Not true Lion didn't even know about the Betrayal until after the battle of Terra took place when the battle of Caliban was faught. The Loyalist Dark Angels may have won that one but the last they saw of their Primarch was him going into the Fortress Monastary and dueling with Luther, they also assumed that they had exterminated The Fallen when Caliban exploded. By the time the Dark Angels began to activly hunt the fallen, Lion had been missing for Hundreds of years. So the idea that he was the one sending out the Ravenwing (Crusade fleets to hunt the fallen? Where did you get that idea from?) is pretty much impossible.

Please before you start talking about Lion El'Jonson read Descent of Angels and Fallen Angels. You know the books were you actually get to directly see his actions. As of Fallen Angels the idea of Lion sitting on the fence is pretty much moot since you see his hatred and disgust for Horus and all the traitors. If anything Lion was duped into indirectly aiding a Legion he didn't even know had betrayed the Imperium.


----------



## Iron Within (Mar 15, 2008)

I don't believe any of the loyal Primarchs, save maybe Lion, will ever have a chance of being back. Besides if their loyal brothers were to return, I'm sure the traitors would come for them, and lets be honest, what chance to the regular Primarchs have against the Daemon Prince Primarchs. Magnus, Angron, Perturabo, Fulgrim, Lorgar, and Mortarion are way beyond what they were. Case in point: Daemon Prince Fulgrim is the reason Guillman is half dead and in stasis, and Daemon Prince Horus could only be beaten by the Emperor, whom he was able to seriously screw up before he died. If you can't tell, I'm a big fan of the traitors. 

I would love it if GW would release Primarch models. Give them stats so that they can be played with sure, but you can always ban them from tournament play, and make them cost a huge number of points.


----------



## ckcrawford (Feb 4, 2009)

Coder59 said:


> Please note before you go ANY further that Angels of Darkness is written from the point of view of one of the Fallen. It cannot be considered truth and in light of the events of Fallen Angels in which the fallen from that book actually appears you can see that he's spouting a load of bullhickey.
> 
> 
> 
> ...


You assume I have not read Descent of Angels and Fallen Angels? :grin:
You assume too much. :victory: You know what they say about that?
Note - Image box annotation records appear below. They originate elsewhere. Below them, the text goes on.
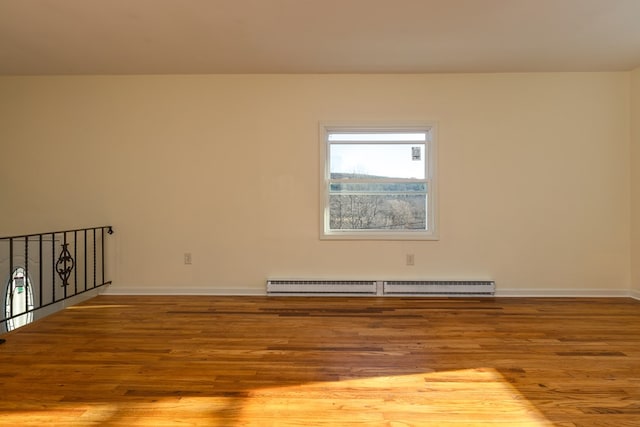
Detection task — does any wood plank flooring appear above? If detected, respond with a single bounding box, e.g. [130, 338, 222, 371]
[0, 296, 640, 427]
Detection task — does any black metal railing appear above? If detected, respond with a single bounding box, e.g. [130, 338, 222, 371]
[0, 225, 113, 333]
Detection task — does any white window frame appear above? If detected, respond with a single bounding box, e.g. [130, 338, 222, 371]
[319, 122, 439, 240]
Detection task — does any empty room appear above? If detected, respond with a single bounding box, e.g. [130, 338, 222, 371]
[0, 0, 640, 427]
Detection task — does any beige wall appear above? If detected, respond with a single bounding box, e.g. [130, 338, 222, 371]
[631, 68, 640, 298]
[0, 73, 638, 294]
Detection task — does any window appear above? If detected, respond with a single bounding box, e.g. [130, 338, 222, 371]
[4, 267, 33, 331]
[320, 124, 438, 240]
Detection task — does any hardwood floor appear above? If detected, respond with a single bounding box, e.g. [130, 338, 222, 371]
[0, 296, 640, 427]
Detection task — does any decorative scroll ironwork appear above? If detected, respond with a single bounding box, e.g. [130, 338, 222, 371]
[56, 243, 76, 286]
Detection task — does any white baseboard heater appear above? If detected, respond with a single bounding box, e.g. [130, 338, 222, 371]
[267, 279, 495, 296]
[383, 280, 496, 296]
[267, 280, 378, 295]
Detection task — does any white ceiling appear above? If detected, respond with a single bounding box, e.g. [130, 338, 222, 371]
[0, 0, 640, 75]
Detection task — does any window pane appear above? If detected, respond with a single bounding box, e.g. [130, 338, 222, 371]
[329, 132, 427, 142]
[329, 182, 427, 194]
[329, 194, 427, 231]
[329, 143, 426, 179]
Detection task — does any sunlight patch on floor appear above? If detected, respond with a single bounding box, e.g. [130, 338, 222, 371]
[0, 368, 553, 427]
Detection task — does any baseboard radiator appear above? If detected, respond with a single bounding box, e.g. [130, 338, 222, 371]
[383, 280, 496, 296]
[267, 280, 378, 295]
[267, 280, 495, 296]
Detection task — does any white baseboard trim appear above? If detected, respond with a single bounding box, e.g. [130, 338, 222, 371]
[495, 289, 632, 298]
[100, 285, 640, 300]
[100, 285, 267, 296]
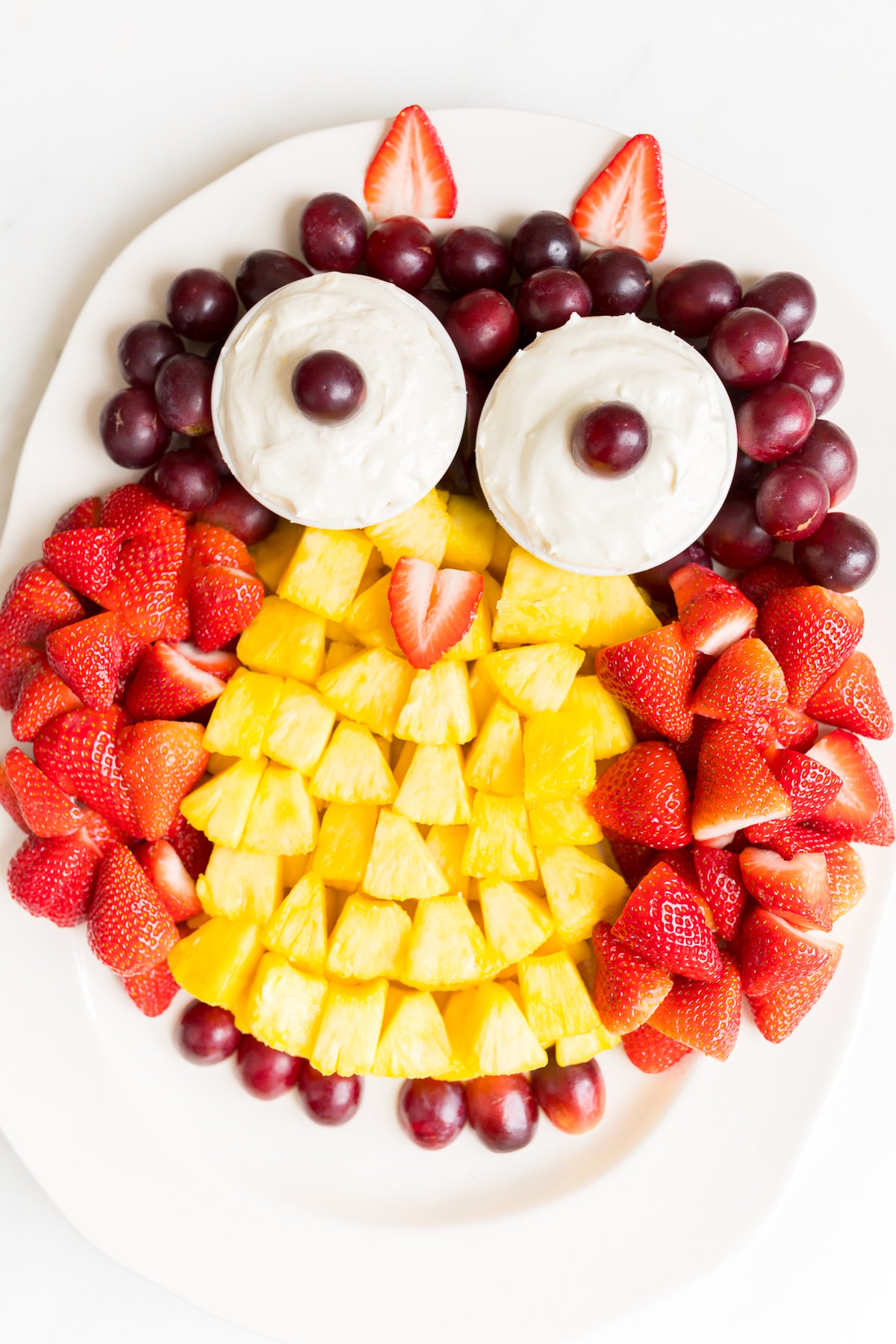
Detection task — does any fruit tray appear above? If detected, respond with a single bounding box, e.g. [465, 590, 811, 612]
[0, 111, 896, 1340]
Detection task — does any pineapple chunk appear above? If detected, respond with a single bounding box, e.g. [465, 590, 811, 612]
[203, 668, 284, 761]
[442, 494, 498, 574]
[361, 810, 447, 900]
[244, 951, 328, 1055]
[242, 761, 317, 853]
[395, 662, 476, 747]
[311, 980, 388, 1077]
[538, 845, 629, 942]
[326, 895, 411, 980]
[196, 844, 284, 924]
[237, 597, 326, 682]
[311, 719, 398, 803]
[387, 746, 470, 827]
[180, 759, 267, 850]
[479, 644, 585, 716]
[464, 793, 538, 882]
[403, 895, 498, 989]
[262, 872, 326, 971]
[311, 803, 378, 891]
[523, 711, 595, 803]
[317, 649, 419, 742]
[365, 491, 451, 570]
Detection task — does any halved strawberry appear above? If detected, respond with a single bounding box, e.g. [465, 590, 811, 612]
[572, 134, 666, 261]
[588, 742, 691, 850]
[612, 863, 721, 980]
[364, 105, 457, 219]
[388, 555, 482, 668]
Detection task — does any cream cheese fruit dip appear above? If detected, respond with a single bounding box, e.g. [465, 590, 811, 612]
[212, 272, 466, 528]
[476, 316, 738, 574]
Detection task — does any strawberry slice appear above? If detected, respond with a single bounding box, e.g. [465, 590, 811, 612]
[364, 105, 457, 219]
[388, 555, 482, 668]
[572, 134, 666, 261]
[612, 863, 721, 980]
[806, 729, 893, 845]
[592, 924, 672, 1032]
[594, 621, 697, 742]
[588, 742, 691, 850]
[806, 653, 893, 741]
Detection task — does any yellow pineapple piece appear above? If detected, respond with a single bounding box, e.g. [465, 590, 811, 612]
[478, 644, 585, 716]
[311, 719, 398, 803]
[361, 809, 447, 900]
[317, 649, 414, 742]
[326, 895, 411, 980]
[203, 668, 284, 761]
[538, 845, 629, 942]
[311, 803, 378, 891]
[464, 793, 538, 882]
[517, 951, 600, 1045]
[242, 761, 318, 853]
[180, 759, 267, 850]
[311, 980, 388, 1077]
[395, 746, 470, 827]
[365, 491, 451, 568]
[395, 662, 476, 747]
[237, 597, 326, 682]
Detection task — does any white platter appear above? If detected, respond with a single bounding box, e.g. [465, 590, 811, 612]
[0, 111, 896, 1344]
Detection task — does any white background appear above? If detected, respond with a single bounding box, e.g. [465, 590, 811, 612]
[0, 0, 896, 1344]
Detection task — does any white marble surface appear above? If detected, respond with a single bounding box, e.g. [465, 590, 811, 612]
[0, 0, 896, 1344]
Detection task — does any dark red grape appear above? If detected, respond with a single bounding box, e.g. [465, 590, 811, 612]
[791, 420, 859, 507]
[735, 383, 815, 462]
[118, 321, 184, 387]
[706, 308, 795, 387]
[466, 1074, 538, 1153]
[511, 210, 582, 279]
[398, 1078, 466, 1151]
[744, 270, 815, 340]
[165, 266, 239, 341]
[445, 289, 520, 373]
[780, 340, 844, 415]
[794, 514, 877, 593]
[237, 247, 311, 308]
[298, 191, 367, 272]
[703, 491, 775, 570]
[199, 480, 277, 546]
[176, 998, 243, 1065]
[156, 355, 215, 438]
[439, 227, 513, 294]
[579, 247, 653, 317]
[657, 261, 740, 337]
[298, 1060, 363, 1125]
[367, 215, 435, 294]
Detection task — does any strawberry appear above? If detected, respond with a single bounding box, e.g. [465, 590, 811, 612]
[87, 844, 177, 976]
[364, 105, 457, 219]
[388, 555, 482, 668]
[756, 586, 865, 709]
[572, 134, 666, 261]
[806, 653, 893, 739]
[588, 742, 691, 850]
[622, 1023, 691, 1074]
[740, 845, 833, 930]
[806, 729, 893, 845]
[592, 924, 672, 1032]
[612, 863, 721, 980]
[594, 621, 697, 742]
[649, 951, 740, 1059]
[691, 723, 790, 844]
[43, 527, 124, 602]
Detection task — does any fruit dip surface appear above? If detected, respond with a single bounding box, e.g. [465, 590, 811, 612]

It makes an ass out of u and me.  No hard feelings though.

And I wouldn't say that Angels of Darkness was a book written a first person dialogue with Astellan. Its about him confessing what he believed about the turning of fallen. His CONFESSION can be debated however the book itself doesn't side with him as a whole. The main part of the book was about the insecure fate that befell the Chaplain as there were secrets even kept from him.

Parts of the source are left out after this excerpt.